Your doctor will first ask you questions about your personal and family medical history such as, “Have you or an immediate family member been diagnosed with cancer?” Based on your answers, your doctor may refer you to a genetic counselor. (A genetic counselor is someone who has advanced training in medical genetics and counseling.)
2. Informed Consent
Before your test, you must give informed consent, which means that you’re aware of and that you agree to the following items:
The genetic test’s purpose
The type and nature of the genetic condition being tested
Possible screening or treatment options depending on the test results
Further decisions you might need to make once the results are back
The possible consent to use the results for research purposes
Availability of counseling and support services
Your right to refuse testing
3. Collecting the Sample
Depending on the test, you may need to provide a saliva, blood, hair, cheek cells (usually a swab from inside your mouth), urine, or stool sample. Once your healthcare professional collects your sample, he or she will send it to the lab for testing.
4. Getting the Results
Once the results are in, your genetic counselor or healthcare provider will tell you about your test results and the next steps you should take.
Questions to Ask Yourself About Medicare DNA Cancer Screening
Does Medicare pay for DNA cancer screening? Yes, because the Centers for Medicare & Medicaid Services (CMS) covers a broad range of FDA approved diagnostic tests, CMS cancer screening is available to detect many types of DNA cancers.
However, as with any type of medical screening, you should know what you’re getting into before you take the test.
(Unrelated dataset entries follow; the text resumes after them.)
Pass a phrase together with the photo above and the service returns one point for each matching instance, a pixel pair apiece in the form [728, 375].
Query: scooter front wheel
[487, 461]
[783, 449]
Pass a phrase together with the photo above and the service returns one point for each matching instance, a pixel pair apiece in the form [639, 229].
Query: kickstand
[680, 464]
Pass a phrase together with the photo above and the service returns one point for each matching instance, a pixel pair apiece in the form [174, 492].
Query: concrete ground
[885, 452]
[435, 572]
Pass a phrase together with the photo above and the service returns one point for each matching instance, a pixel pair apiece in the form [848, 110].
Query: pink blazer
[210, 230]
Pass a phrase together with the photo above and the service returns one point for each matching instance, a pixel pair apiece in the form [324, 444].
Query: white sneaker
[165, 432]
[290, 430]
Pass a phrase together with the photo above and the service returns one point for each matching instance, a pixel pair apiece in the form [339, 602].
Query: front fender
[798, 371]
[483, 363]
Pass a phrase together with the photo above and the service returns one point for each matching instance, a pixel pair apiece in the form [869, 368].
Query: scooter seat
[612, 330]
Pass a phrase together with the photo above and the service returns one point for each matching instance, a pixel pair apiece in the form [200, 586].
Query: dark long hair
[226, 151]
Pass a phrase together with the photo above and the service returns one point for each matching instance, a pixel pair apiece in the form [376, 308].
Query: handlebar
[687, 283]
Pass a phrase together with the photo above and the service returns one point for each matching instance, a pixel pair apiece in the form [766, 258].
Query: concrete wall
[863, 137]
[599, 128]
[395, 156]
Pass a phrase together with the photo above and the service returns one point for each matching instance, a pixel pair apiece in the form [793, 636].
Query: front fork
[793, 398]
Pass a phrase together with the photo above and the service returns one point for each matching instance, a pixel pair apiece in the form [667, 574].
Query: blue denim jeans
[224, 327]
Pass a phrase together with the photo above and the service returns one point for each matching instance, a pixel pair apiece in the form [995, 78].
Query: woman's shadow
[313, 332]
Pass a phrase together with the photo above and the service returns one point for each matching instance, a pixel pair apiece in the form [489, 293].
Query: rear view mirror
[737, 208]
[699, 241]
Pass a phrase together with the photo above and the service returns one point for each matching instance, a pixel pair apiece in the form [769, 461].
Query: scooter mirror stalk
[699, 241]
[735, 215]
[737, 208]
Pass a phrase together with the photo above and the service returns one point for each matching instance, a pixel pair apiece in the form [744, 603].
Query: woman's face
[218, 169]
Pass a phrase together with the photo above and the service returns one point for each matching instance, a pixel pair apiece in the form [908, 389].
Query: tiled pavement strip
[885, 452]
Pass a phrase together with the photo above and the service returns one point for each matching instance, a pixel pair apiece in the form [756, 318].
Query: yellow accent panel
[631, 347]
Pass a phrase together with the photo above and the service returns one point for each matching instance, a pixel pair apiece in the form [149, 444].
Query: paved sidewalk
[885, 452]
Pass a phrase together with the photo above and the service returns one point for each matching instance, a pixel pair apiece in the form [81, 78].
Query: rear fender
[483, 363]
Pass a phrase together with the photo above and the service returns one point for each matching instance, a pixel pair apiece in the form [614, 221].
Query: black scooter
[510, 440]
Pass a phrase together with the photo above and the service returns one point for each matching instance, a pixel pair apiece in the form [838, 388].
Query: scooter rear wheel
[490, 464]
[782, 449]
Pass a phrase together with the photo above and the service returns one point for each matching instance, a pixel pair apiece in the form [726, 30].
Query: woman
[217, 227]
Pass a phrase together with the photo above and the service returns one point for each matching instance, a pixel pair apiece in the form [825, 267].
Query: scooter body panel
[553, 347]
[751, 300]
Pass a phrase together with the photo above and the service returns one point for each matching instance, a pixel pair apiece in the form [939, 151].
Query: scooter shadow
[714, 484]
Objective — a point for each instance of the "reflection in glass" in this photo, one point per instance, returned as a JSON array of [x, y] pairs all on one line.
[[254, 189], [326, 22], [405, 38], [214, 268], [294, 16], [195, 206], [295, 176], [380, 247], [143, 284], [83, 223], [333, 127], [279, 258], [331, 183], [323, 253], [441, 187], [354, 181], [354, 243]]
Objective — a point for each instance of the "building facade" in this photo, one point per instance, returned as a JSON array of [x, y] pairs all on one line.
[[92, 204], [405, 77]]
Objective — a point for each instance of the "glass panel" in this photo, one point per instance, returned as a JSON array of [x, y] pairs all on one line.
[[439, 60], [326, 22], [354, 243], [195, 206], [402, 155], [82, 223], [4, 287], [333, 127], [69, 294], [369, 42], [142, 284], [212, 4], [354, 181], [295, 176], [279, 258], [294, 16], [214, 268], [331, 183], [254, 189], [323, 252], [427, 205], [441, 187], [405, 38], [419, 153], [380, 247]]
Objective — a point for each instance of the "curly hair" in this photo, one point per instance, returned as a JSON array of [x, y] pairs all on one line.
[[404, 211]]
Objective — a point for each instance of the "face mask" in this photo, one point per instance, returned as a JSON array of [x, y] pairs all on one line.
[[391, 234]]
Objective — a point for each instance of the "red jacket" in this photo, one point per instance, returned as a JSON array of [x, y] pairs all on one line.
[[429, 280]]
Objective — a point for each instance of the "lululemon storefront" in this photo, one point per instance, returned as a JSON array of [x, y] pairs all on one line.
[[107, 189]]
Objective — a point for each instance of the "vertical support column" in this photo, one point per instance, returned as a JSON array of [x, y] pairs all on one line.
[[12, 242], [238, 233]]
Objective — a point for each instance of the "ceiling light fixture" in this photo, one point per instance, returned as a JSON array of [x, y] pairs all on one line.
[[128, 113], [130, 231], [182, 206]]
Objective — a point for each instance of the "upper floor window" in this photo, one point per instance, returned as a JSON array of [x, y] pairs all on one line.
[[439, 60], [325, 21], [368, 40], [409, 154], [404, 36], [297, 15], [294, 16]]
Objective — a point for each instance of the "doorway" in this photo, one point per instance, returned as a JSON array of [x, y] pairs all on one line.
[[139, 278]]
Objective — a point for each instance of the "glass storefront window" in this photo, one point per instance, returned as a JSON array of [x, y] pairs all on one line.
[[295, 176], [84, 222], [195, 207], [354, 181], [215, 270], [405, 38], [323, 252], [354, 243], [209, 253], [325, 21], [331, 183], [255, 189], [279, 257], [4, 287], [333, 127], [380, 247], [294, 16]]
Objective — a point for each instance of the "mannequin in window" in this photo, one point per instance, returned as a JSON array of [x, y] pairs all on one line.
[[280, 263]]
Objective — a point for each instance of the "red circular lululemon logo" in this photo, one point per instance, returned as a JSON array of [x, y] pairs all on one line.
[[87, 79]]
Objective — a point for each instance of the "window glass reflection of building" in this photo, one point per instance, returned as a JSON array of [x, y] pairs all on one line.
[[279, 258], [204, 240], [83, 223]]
Before you take a Medicare cancer swab test, ask yourself:
Is this test legitimate? Unfortunately, genetic kits including Medicare cancer swab tests are the latest trend in Medicare fraud, according to many state and federal agencies. Your doctor can tell you what type of test to buy.
Is this test FDA-approved? Medicare will only cover FDA-approved tests.
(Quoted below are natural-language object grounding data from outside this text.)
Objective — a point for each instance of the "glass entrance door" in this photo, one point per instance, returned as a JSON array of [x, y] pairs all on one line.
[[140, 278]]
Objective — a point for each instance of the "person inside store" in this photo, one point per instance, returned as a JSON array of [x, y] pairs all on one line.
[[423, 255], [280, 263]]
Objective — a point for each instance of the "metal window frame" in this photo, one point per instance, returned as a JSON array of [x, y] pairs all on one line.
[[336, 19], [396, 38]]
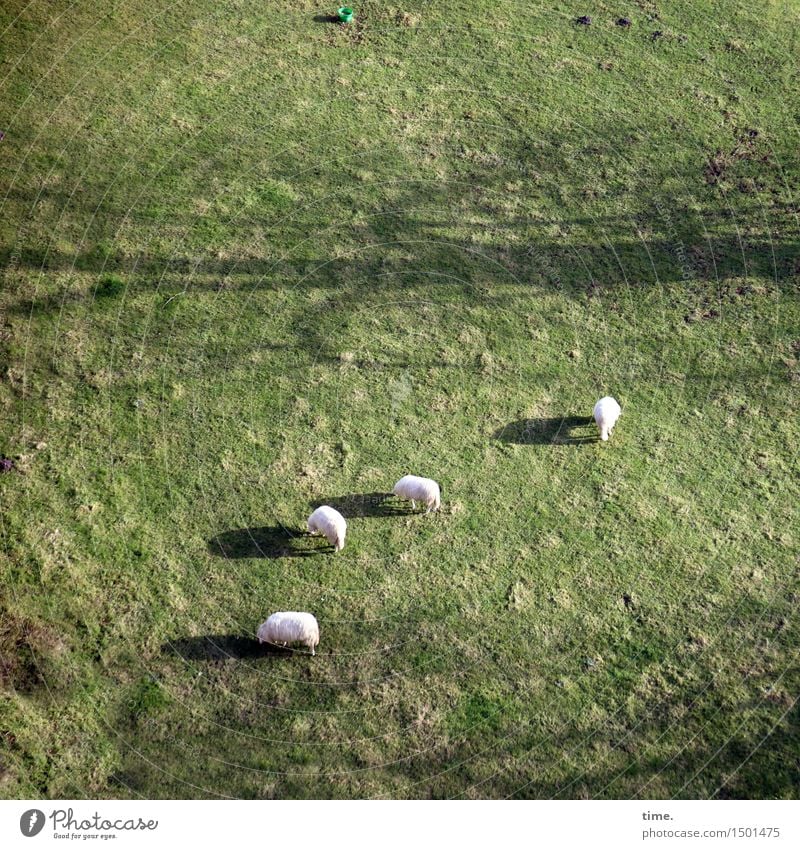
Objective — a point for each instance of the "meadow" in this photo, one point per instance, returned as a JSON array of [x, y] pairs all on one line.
[[254, 261]]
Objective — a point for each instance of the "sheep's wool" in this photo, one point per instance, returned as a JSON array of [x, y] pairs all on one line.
[[330, 523], [419, 489], [290, 627], [606, 413]]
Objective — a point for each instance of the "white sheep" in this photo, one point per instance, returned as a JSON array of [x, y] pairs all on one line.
[[329, 522], [419, 489], [290, 627], [606, 413]]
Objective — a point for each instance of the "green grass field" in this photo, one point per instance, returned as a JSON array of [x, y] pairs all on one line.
[[254, 261]]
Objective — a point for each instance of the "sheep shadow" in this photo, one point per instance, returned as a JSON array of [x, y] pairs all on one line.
[[220, 647], [364, 505], [272, 542], [553, 431]]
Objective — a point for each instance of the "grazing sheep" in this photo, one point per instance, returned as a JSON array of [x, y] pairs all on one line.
[[329, 522], [290, 627], [419, 489], [606, 413]]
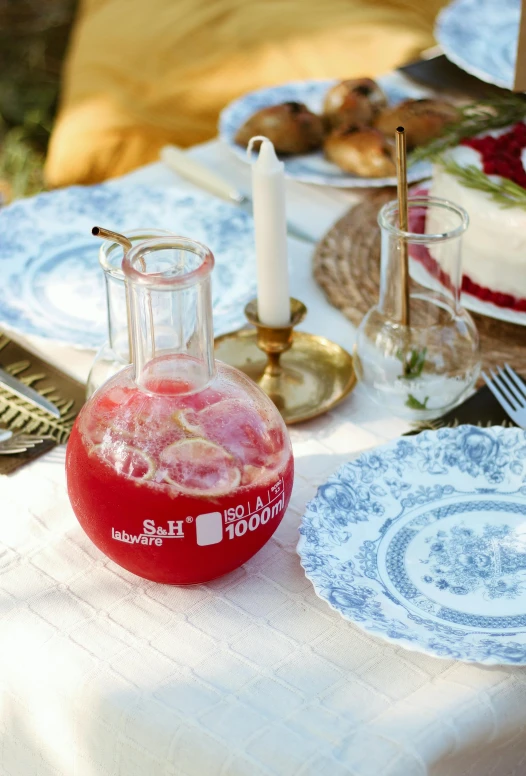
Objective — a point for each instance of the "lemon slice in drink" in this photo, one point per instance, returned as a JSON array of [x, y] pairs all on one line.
[[236, 426], [201, 468]]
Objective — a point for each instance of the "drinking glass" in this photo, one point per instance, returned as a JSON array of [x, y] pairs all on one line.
[[418, 354]]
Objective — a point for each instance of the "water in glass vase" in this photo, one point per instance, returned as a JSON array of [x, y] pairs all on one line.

How will this information benefit future generations? You may not want to know if you have genetic mutations that could lead to cancer. However, that information could help your children and grandchildren. If you have gene mutations associated with cancer, you can have Medicare cancer screening. Many forms of cancer can be treated if they’re detected early.
We Can Help You Find the Best Medicare Plans for Cancer Patients
A Medicare Advantage (MA) plan is a great option if you are looking for additional benefits like genetic testing beyond BRCA 1 and 2 and myPath.
Some may even offer fitness classes like SilverSneakers®, which can help promote a healthy, physically active lifestyle and help lower your risk of cancer.
If you’re diagnosed with cancer, you may be eligible for a type of MA plan called a Chronic Special Needs Plan (C-SNP). These plans are specially designed for people with certain chronic illnesses and conditions. Your C-SNP will involve a network of healthcare providers that will coordinate your treatment plan with each other.